ABSTRACT
Gastric cancer (GC) is a tumor with high incidence and lack of early diagnostic markers. The aim of this study was to explore novel regulatory circular RNAs (circRNAs) in GC and their underlying mechanisms. Differentially expressed circRNAs were analyzed using the Gene Expression Omnibus (GEO). mRNA and miRNA expression levels were determined using real-time reverse transcription polymerase chain reaction (RT-qPCR). Protein expression was detected using Western blotting. Cellular functions were evaluated using the cell counting kit-8 (CCK-8) assay and flow cytometry analysis. Immunofluorescence analysis was used to visually identify microtubule-associated protein 1 light chain 3 (LC3) puncta on a per-cell basis. Furthermore, dual-luciferase reporter and RNA pull-down assays were performed to verify the interaction between microRNA (miR)-182 and circ_0001658/Ras-related protein Rab-10 (RAB10).

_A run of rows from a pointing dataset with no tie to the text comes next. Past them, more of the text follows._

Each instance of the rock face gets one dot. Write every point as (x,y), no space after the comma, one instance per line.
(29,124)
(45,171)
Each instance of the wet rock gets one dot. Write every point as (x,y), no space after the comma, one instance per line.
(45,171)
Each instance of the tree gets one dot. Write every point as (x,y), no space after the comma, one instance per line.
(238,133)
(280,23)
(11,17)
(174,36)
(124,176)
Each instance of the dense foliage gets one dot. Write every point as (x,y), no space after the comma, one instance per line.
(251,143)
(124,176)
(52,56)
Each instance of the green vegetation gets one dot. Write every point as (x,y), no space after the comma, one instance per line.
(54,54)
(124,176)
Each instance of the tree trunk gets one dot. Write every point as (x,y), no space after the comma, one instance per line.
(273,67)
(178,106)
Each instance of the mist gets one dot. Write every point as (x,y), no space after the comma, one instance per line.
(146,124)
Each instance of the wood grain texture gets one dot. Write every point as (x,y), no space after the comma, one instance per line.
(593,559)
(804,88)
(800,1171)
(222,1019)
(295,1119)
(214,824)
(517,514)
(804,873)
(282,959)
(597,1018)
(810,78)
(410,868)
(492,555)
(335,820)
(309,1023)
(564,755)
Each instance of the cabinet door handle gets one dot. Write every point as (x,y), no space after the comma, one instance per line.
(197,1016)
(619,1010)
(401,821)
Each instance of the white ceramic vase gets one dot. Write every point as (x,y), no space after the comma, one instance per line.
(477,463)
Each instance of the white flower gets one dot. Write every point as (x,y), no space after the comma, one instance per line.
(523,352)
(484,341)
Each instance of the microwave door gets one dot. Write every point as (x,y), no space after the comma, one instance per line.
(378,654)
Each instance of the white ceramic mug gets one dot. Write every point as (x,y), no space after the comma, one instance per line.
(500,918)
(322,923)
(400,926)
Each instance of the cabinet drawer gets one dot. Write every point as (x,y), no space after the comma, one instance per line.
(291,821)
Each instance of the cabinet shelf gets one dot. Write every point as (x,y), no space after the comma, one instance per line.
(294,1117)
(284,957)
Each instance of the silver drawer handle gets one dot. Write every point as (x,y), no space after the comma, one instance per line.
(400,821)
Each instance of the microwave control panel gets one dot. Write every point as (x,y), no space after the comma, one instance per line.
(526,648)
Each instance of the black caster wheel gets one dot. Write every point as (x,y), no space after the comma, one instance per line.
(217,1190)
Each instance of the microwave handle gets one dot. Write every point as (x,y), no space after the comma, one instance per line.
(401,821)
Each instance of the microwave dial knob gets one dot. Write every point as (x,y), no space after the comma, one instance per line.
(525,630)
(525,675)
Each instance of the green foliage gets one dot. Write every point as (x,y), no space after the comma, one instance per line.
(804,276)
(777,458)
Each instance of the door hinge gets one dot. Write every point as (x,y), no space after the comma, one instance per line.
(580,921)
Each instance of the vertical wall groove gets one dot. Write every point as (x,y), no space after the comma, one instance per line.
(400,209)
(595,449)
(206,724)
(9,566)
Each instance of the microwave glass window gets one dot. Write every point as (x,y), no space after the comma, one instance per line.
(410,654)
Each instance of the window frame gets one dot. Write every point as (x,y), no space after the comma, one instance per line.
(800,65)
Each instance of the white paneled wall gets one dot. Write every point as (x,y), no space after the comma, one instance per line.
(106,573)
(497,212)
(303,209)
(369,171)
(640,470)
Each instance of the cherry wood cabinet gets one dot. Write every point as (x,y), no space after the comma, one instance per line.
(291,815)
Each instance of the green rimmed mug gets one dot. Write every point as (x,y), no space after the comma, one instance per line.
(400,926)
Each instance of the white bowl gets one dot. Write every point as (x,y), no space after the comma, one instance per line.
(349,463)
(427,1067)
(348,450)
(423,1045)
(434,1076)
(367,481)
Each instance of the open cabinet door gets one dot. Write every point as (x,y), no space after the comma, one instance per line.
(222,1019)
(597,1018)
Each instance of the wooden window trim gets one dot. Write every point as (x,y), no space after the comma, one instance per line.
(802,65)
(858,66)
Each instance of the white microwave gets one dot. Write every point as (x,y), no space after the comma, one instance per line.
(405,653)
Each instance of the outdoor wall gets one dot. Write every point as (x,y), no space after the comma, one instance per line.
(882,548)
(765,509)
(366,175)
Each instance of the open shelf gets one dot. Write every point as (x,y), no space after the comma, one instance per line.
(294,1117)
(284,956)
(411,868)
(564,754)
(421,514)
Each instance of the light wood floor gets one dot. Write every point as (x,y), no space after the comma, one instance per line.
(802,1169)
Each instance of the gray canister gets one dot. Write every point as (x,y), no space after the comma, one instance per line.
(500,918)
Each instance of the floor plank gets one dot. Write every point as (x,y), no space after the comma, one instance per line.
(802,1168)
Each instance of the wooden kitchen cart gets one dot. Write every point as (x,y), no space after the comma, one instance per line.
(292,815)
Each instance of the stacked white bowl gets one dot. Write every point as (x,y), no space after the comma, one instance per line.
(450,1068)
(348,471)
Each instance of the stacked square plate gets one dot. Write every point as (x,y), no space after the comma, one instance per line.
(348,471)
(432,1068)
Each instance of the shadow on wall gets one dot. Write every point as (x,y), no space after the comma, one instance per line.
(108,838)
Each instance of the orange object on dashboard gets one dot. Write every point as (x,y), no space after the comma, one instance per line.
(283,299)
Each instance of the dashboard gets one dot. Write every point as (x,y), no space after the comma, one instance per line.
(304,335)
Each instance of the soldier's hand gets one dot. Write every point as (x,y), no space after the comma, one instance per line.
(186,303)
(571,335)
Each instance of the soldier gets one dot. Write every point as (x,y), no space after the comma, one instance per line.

Circ_0001658 was identified to be aberrantly expressed in GC tissues and was demonstrated in GC cell lines (AGS and HGC27) in vitro. MiR-182 bound to circ_0001658 and RAB10. Circ_0001658 and RAB10 were upregulated, whereas miR-182 was suppressed in AGS and HGC27 cells. GC cell viability and autophagy were inhibited and apoptosis was promoted after circ_0001658 knockdown, and the cellular functions were reversed by downregulating miR-182. Moreover, upregulated RAB10 neutralized the effects of miR-182 on cell viability, autophagy, and apoptosis of GC cells. Silencing circ_0001658 restrained cell viability, suppressed autophagy, and promoted apoptosis of GC cells by sponging miR-182 to suppress the expression of RAB10. Therefore, circ_0001658 may be a potential therapeutic target for GC.
Introduction
Gastric cancer (GC) is a prevalent malignancy and one of the top three cancers in terms of mortality worldwide [Citation1,Citation2]. Patients with GC are often diagnosed with advanced GC because of the lack of specific symptoms and diagnostic markers of early GC [Citation3,Citation4]. Although treatment methods such as molecular targeted therapy have emerged, surgical resection and adjuvant chemotherapy are still the main treatment methods for GC [Citation5,Citation6]. Due to chemotherapy drug resistance which leads to poor efficacy, an in-depth study on the mechanisms of occurrence and drug resistance of gastric cancer are of great significance in improving early diagnosis, prognosis, and survival rate of advanced gastric cancer.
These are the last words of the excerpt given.